The present invention is not limited to the specific preferred embodiments described above, and various modifications can be made by anyone skilled in the art without departing from the gist of the invention as claimed in the claims. Of course, such changes fall within the scope of the claims.

In addition, the terms described in the present invention are intended to distinguish one component from another component and aid understanding of the present invention, and therefore the components of the present invention are not limited by the described terms.

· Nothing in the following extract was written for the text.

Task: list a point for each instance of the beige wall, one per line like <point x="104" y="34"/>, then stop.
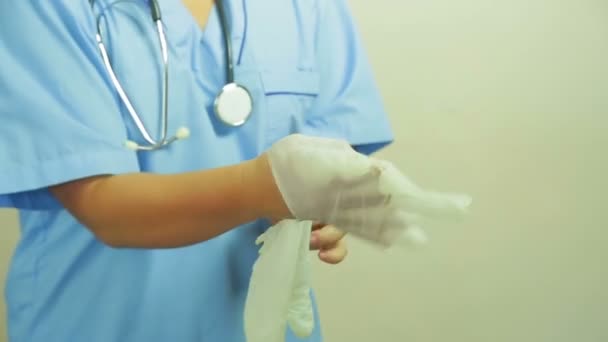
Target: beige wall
<point x="507" y="100"/>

(10): Lower plate (20): Upper plate
(21): Upper panel (21a): Through hole
(22): Retainer (30): Internal gear
(30a): Self-elastic internal tooth gear (30b): Spring elastic internal tooth gear
(40): Pinion Gear (50): Motor
(60): Main gear (60a): When the main gear
(61): Gear (62): Guide hole
(70,70a,70b): Auxiliary gear (71): Gear
(72): Locking protrusion (73): Insertion hole
(73a): Inner (74): Hole
(75): elastic support portion (76): support protrusion
(77): Combining protrusion (80): Spring
(90): Connecting member (100): Vehicle seat swivel device

Claims (5)

lower plate;
An upper plate rotatably installed on the lower plate;
Internal gear installed on the upper or lower plate;
It includes a pinion gear installed to mesh with the internal gear and rotationally driven by a motor,
The internal gear is composed of a scissor gear structure including a main gear and an auxiliary gear supported by elastic force, so that the backlash between the pinion gear and the internal gear is reduced. A seat swivel device for a vehicle with reduced backlash.
In claim 1;
The internal gear is made of a self-elastic internal tooth gear,
The self-elastic internal gear includes a main gear fixed to the upper or lower plate by a plurality of connecting members, and an auxiliary gear arranged to elastically contact one or more connecting members and have a tooth gap (G) with the main gear. However,
The auxiliary gear is provided with a plurality of insertion grooves into which the connecting member is inserted, and the inner surface of the at least one insertion groove is formed to elastically support (elastically press and adhere to) the connecting member. A vehicle seat swivel device with reduced backlash. .
In claim 2;
In the auxiliary gear, a hole is formed at a predetermined distance apart from the insertion groove, an elastic support part is formed between the hole and the insertion groove, and one side of the elastic support part is elastically supported (elastically pressed and adhered) to the connection member, so that the main gear gear A vehicle seat swivel device with reduced backlash, characterized in that a tooth gap (G) is provided between the gears of the auxiliary gear and the auxiliary gear.
In claim 1;
The internal gear is made of a spring elastic internal tooth gear,
The spring elastic internal gear includes a main gear fixed to the upper or lower plate by a plurality of connecting members, an auxiliary gear disposed on the main gear so that the connecting member is inserted into the insertion groove, and a support end on one side of the connecting member. It includes a spring that is supported in contact and installed on one side of the auxiliary gear so that the other support end is contacted and supported,
The auxiliary gear is provided with a support protrusion that is spaced a predetermined distance from the insertion groove and contacts and supports one support end of the spring, and includes a coupling protrusion on which the spring ring is seated and formed to protrude to be located between the support protrusion and the insertion groove,
A vehicle seat swivel device with reduced backlash, characterized in that the auxiliary gear is rotated on the main gear so that a tooth gap (G) is provided with the main gear by the elastic force of the spring.
The method according to any one of claims 1 to 4;
A plurality of guide holes having a predetermined length in the circumferential direction are formed in the main gear, and the auxiliary gear has a protruding protrusion that penetrates the guide hole of the main gear, contacts the bottom of the main gear, and rotates along the guide hole. A vehicle seat swivel device with reduced backlash.